PRIVACY POLICY BIOGEA-ADITECH

Dear User, DIGI SAN S.r.l. and ADiTech S.r.l. have entered into a partnership to enhance the healthcare services offered to our users. As of today, you can measure and collect biometric parameters conveniently in a single device and have them automatically stored. But before proceeding, have you read and accepted everything found in the privacy section of the website (https://biogea.net/privacy)?
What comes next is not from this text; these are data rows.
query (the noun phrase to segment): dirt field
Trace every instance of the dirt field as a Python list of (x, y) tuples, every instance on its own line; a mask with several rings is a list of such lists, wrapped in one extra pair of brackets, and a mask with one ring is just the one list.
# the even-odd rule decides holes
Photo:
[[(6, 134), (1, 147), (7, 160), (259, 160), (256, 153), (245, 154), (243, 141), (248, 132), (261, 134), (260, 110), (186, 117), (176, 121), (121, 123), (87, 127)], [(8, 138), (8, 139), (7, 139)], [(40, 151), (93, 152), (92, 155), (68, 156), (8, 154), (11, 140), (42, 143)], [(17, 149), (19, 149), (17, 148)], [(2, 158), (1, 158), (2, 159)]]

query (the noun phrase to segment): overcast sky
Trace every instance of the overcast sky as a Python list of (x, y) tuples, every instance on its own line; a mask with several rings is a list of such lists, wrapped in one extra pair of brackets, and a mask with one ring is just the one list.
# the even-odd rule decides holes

INFORMATION NOTICE PURSUANT TO EU REGULATION 679/2016

PREMESSE

Dear User,
With this information notice, the Data Controller, as defined below, wishes to explain the purposes for which your personal data is collected and processed, the categories of data involved, the rights granted to you under data protection regulations, and how to exercise them.
The Data Controller of your personal data is DIGI SAN S.R.L., with its registered office at Via Principe di Piemonte, n. 95 – 86100 Campobasso (CB) Italy. You may contact them at the following: Tel. +39 339-5723922; Certified Email: digisan@pec.it

Purpose, Type of Data Processed, and Legal Basis for Processing

Your personal data is collected and processed for the purposes listed below, with a specification of the type of data processed and the legal basis justifying the processing:

RECIPIENTS

Your data may be sent to the recipients or categories of recipients listed below:
Consultants and freelancers, either individually or in associations; healthcare organizations; medical and paramedical personnel using the Biogea software; public administrations; entities; cloud services. The Data Controller may disclose some of your data to parties engaged to carry out activities necessary for achieving the purposes indicated and described above (entities with which the Controller has entered into contracts for the provision of accounting management services, IT and software support and maintenance, medical services).
The aforementioned entities processing your data on behalf of the Controller have been expressly appointed as Data Processors. Your data will be disclosed to third parties only in cases provided for by law, such as disclosure to facilitate the possible exercise, in civil or criminal proceedings, of the right of defense in the event of unlawful acts, in response to requests from public authorities, and in all cases expressly provided for by applicable legislation.

DURATION OF PROCESSING

Your data will be processed by the Controller only for the time necessary for the above-mentioned purposes, in accordance with the principles of lawfulness, transparency, and fairness. Personal and/or special category data will be stored for civil, accounting, and tax purposes for a period of 10 years from the end of the contractual relationship with the Data Controller.

PROCESSING METHODS

Processing will be carried out through automated processes which do not involve profiling. Data acquisition occurs via Bluetooth connection. To use the App, the user must allow the App to access certain resources on their mobile device, including:

• Bluetooth: to enable the acquisition of vital parameters from the medical device;
• Location (GPS): to enable connection via Bluetooth;
• Network: to verify medical device requirements and for transmission of user and medical data.

Third-party software required for the functioning of the App (e.g., Apple Store, Google Play) may collect data implicitly transmitted through internet protocols, smartphones, and other devices. DIGI SAN S.r.l. is neither the controller nor responsible for this data collection.

TRANSFER OF PERSONAL DATA

Your data will not be transferred to non-EU countries and will be stored on Aruba Cloud and Google Cloud servers located within the European Union.

DATA SUBJECT RIGHTS

As a data subject, you may exercise the following rights at any time:

• Right of access – You have the right to obtain confirmation as to whether or not your personal data is being processed and, if so, to access such data and receive detailed information about the processing;
• Right to rectification – You have the right to request the correction of inaccurate personal data and the completion of incomplete data held by the Controller;
• Right to erasure – In certain circumstances, you have the right to request the deletion of your personal data without undue delay and the Controller is obliged to delete such data without undue delay;
• Right to restriction of processing – Upon the occurrence of certain conditions, you have the right to obtain the restriction of the processing concerning your data, when it is not relevant for the continuation of the contractual relationship or not necessary due to legal obligation;
• Right to data portability – You have the right to obtain the transfer of your data held by us in favor of a different controller;
• Right to object – You have the right to object, at any time and for reasons related to your particular situation, to the processing of your data carried out on the legal basis of legitimate interest, or of the performance of a task in the public interest or in the exercise of official authority, unless there are legitimate grounds for the Controller to continue the processing that override the interests, rights and freedoms of the data subject, or for the establishment, exercise or defense of legal claims;
• Right to lodge a complaint – If you believe that the processing of your personal data infringes applicable data protection laws, you have the right to lodge a complaint with the competent national supervisory authority (https://www.garanteprivacy.it) or with the EUROPEAN DATA PROTECTION SUPERVISOR (https://www.edps.europa.eu).

You may exercise these rights by contacting the Controller at the details provided above.